- Material: Gypsum
- Size: 17 cm high
- Created: 3500–3300 BC
- Present location: British Museum, London
- Registration: ME 126460

= Tell Brak Head =

Prehistoric sculpture found at Tell Brak in Syria

The Tell Brak Head is an important prehistoric Middle Eastern sculpture found at the ancient site of Tell Brak in Syria. It has been part of the British Museum's collection since 1939. Dated by archaeologists to before 3300 BC, it is considered to be one of the oldest portrait busts from the Middle East.

==Discovery==
The sculpture was discovered during excavations in the late 1930s carried out by the eminent British archaeologist Sir Max Mallowan at Tell Brak, north eastern Syria. It was found in the so-called Eye Temple, where a large number of offerings to the gods had accumulated over time. The temple, built around 3500–3300 BC, was named for the hundreds of small alabaster eye idol figurines, which were incorporated into the mortar with which the mud-brick temple was constructed. Many of the more important idols had been robbed in antiquity, but this stone head was uncovered inside a tunnel underneath the remains of earlier temples, that had been used by robbers in ancient times.

==Description==
The Tell Brak Head is carved from gypsum (it was also previously described as alabaster) and appears to wear a head-dress.
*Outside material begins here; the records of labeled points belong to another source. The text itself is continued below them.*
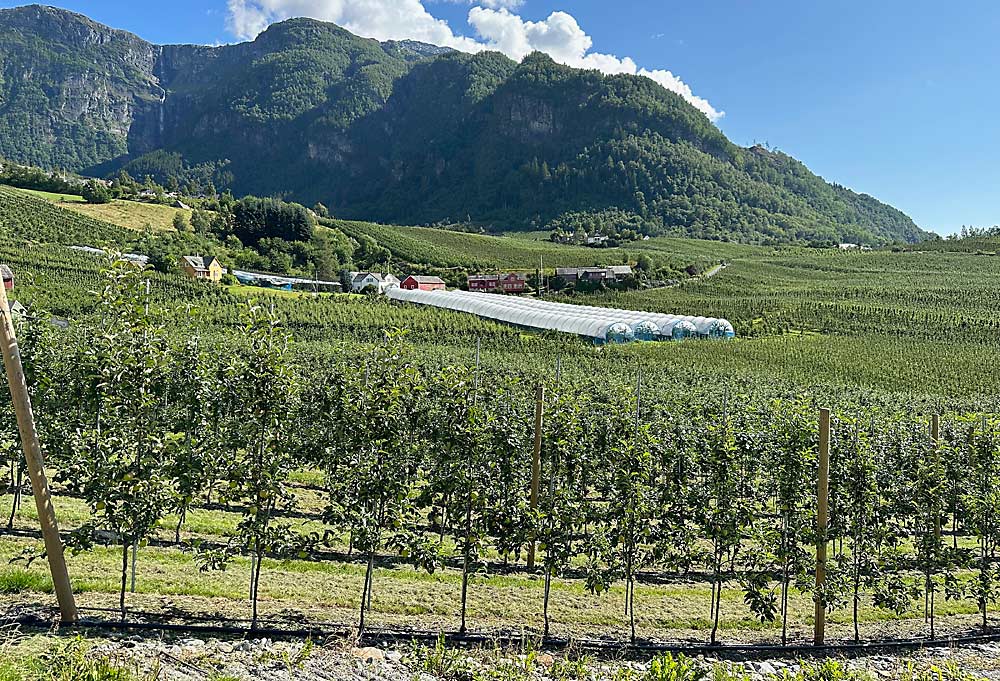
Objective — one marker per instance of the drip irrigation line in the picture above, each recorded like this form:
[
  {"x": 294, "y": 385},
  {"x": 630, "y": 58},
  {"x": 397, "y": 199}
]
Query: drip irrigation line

The face is elongated with large almond shaped eyes, circular ears and a small, smiling mouth. It has been difficult to determine whether the figure represents a deity or worshipper. A thin vertical depression at the back of the head, with holes either side for nails, suggests that it was once fixed to a pole and used during religious ceremonies. No other similar sculptures were found at the site, and there are few other representations comparable to the head from this period in the region.

==Current state==
The statue is currently not on display at the museum, as it is undergoing treatment to retouch the chip/abasion to the back of the head.